Did you get your first wake-up call about the “whom” conundrum from For Whom the Bell Tolls via Hemingway or Metallica? A high percentage of English speakers waver over the who/whom thing. It ranks first on most grammar mistakes lists, before which/that and lie/lay. The FruitGuys grammarians might suggest putting your pronoun problems to rest and just answering the bell. For whom does the bell toll? It tolls for thee!
These particular bells come in a plethora of colors: green, red, orange, yellow, purple, white, brown, black, and “rainbow” (multi-toned, between stages of ripening). What distinguishes bell peppers, also known as “sweet peppers,” from hot and spicy peppers are the lobes and the round, bell-like shape.

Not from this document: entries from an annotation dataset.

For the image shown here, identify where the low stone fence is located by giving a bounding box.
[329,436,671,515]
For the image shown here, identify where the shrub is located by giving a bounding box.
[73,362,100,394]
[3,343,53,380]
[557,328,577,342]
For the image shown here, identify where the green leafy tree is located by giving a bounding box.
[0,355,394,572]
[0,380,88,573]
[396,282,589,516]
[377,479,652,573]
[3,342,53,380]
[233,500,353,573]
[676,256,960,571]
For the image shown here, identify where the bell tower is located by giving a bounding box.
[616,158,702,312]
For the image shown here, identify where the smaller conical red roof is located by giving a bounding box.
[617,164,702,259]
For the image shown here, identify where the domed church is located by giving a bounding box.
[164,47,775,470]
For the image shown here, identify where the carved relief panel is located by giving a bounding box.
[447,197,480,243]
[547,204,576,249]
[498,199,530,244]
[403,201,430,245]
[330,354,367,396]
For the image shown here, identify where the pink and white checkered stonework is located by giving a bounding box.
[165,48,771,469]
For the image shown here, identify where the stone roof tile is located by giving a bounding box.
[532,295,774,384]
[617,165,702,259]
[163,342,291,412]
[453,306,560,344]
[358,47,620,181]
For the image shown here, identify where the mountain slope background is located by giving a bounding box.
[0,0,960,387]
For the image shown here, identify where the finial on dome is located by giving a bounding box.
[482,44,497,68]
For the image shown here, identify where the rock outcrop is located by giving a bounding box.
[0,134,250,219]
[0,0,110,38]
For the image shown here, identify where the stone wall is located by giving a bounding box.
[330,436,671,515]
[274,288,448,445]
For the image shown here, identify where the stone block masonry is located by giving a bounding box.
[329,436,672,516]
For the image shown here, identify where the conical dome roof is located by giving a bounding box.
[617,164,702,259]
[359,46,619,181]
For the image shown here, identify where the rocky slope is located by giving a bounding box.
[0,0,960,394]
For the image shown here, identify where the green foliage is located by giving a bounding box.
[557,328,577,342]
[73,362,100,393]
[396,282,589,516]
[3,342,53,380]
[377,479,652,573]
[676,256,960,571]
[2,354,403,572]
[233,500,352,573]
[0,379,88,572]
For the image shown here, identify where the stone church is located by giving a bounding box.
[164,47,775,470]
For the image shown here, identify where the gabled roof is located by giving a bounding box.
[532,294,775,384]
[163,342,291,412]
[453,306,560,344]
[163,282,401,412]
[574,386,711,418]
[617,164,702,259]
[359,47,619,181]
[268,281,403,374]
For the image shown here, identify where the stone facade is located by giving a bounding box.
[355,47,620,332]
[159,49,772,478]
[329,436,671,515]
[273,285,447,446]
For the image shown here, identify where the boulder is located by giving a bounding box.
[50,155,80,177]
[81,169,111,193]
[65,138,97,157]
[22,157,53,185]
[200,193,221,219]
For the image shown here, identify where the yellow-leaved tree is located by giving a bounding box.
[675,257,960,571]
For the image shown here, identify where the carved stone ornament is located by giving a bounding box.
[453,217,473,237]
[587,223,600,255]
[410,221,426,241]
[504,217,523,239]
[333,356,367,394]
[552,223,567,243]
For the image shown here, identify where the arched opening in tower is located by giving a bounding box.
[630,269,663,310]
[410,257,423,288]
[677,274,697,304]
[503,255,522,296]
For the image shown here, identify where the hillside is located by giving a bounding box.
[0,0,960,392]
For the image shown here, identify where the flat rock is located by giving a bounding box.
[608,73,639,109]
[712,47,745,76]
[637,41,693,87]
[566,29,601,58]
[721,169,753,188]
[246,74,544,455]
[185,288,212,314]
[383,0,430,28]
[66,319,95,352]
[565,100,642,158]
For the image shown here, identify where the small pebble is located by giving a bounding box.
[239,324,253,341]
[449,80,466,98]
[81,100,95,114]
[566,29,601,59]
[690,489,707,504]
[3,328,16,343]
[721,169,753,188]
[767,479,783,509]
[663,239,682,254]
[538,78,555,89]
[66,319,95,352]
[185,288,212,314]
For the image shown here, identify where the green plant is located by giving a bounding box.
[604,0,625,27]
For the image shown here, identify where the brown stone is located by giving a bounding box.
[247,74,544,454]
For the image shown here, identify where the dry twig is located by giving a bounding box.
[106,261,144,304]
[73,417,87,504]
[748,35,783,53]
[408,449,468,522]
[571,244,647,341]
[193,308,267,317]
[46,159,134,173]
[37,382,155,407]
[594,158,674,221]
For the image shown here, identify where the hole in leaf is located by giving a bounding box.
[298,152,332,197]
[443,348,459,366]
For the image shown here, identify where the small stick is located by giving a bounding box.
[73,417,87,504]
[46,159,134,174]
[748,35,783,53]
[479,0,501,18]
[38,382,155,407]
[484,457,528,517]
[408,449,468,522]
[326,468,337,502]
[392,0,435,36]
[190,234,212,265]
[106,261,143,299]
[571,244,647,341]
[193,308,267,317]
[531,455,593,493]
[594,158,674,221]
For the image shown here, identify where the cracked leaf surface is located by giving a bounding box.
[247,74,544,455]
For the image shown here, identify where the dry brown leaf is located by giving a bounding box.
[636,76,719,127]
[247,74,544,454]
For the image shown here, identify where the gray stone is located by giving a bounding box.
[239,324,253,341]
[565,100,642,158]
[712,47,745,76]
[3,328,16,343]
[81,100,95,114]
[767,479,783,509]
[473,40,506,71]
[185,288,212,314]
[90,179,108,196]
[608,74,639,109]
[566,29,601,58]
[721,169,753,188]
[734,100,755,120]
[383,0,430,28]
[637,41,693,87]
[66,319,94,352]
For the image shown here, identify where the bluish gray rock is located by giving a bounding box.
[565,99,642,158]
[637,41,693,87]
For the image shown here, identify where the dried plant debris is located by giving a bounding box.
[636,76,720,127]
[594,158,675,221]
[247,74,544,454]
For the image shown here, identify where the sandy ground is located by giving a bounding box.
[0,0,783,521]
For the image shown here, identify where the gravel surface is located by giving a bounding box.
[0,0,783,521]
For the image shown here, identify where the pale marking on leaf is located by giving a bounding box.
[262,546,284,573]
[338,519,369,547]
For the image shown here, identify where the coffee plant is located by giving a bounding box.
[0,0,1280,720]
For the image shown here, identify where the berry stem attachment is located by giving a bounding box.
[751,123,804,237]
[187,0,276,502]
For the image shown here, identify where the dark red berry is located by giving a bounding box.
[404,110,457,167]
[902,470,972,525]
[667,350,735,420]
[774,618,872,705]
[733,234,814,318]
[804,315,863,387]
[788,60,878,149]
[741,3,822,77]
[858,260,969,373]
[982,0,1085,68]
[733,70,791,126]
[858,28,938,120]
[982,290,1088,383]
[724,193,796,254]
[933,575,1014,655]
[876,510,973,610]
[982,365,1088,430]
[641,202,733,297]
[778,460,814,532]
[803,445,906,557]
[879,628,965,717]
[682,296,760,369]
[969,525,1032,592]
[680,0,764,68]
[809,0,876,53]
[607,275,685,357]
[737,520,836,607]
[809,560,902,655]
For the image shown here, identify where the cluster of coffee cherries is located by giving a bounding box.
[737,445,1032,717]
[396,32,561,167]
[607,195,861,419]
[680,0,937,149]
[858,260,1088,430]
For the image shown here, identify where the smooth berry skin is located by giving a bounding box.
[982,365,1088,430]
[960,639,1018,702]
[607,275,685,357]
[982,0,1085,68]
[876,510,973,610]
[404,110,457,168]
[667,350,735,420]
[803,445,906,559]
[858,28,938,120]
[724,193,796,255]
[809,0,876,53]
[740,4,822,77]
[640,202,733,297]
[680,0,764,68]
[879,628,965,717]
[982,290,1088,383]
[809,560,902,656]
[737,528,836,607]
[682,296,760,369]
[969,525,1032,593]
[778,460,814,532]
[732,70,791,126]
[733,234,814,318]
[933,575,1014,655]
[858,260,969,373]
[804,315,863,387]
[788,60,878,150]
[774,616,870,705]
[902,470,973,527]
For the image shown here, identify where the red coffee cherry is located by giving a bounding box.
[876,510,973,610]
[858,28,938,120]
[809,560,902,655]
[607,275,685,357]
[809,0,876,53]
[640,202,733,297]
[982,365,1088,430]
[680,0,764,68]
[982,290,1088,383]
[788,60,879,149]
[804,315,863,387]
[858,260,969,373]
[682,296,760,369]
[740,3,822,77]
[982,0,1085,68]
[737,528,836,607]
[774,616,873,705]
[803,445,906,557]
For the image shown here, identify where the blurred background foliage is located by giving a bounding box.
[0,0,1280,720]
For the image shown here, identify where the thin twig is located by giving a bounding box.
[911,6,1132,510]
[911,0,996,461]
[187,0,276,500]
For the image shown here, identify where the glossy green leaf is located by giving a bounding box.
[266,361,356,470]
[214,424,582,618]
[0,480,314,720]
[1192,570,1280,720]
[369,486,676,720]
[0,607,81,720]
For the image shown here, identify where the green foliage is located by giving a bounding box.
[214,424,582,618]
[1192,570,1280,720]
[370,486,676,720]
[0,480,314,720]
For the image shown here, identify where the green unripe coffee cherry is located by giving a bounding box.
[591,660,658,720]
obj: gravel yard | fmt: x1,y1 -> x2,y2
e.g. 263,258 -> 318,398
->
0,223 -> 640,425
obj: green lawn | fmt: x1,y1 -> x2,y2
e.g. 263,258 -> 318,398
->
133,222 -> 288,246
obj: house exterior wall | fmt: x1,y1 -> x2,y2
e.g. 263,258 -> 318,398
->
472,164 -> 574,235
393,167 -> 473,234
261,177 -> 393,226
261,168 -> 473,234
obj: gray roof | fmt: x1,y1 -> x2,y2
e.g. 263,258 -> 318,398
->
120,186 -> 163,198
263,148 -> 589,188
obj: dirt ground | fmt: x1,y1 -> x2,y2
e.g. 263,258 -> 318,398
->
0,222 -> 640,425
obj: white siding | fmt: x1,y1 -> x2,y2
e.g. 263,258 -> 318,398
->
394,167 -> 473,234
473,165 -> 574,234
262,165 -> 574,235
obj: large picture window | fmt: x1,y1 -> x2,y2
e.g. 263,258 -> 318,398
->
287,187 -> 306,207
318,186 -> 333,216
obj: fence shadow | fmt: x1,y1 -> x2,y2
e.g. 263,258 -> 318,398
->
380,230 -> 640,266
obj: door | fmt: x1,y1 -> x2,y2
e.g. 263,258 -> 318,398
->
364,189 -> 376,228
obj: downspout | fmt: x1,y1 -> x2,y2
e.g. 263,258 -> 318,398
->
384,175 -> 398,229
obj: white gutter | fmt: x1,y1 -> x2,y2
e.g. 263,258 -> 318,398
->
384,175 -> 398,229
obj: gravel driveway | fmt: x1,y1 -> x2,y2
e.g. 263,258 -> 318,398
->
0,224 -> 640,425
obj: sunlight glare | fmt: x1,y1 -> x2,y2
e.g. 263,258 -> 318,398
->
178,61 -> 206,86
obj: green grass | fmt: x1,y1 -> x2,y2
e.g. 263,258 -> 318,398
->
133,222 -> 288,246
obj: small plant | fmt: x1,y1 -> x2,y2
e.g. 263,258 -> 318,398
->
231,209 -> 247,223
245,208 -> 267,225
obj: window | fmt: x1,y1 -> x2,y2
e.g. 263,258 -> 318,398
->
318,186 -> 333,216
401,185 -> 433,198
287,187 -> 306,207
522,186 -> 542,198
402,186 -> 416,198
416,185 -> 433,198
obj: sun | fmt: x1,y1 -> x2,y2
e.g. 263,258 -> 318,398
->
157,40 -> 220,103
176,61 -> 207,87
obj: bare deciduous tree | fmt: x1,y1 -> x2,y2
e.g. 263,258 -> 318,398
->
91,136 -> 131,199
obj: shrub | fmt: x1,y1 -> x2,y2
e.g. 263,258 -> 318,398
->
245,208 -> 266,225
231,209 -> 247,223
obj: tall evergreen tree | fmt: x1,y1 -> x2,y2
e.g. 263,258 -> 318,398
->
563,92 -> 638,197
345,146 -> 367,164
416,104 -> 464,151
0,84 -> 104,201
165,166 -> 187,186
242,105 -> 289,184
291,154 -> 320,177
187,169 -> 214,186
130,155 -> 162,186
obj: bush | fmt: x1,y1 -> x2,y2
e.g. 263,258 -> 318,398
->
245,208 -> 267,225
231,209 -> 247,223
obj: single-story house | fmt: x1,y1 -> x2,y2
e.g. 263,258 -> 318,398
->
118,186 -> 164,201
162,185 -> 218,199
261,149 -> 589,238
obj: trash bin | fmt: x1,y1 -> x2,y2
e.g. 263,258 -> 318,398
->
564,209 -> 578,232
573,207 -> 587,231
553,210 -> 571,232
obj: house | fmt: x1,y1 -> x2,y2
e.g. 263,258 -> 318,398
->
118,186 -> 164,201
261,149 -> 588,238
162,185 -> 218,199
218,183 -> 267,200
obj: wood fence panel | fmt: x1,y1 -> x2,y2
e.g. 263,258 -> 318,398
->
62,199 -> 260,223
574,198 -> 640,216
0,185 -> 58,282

The word “pepper” in the name “sweet peppers” is a bit of a misnomer that goes back to Christopher Columbus. Chris had peppercorns on the brain. He took his shortcut ’round the globe in search of peppercorns, and among the plants he brought back was genus Capsicum, which he thought was a peppercorn relative, so he called its fruit “peppers.” There are hundreds of varieties of peppers, including sweet, which of course are not hot and hardly seem to fit the dangerous pepper name.
Bell peppers are mild and crisp and can be eaten raw or cooked. Their cell walls hold up to cooking and are crunchy fresh, which makes them ideal as vessels for stuffing. Nutritionally, bell peppers are an outstanding source of antioxidants and anti-inflammatory phytonutrients. The level of nutrients varies depending on the color of the pepper, but all peppers are loaded with vitamin C.
Are green peppers unripe red ones? Just like the pronoun problems, it depends on the object. All peppers are green before they ripen into their glorious color. Yet there are pepper varieties that are grown to be green at maturity.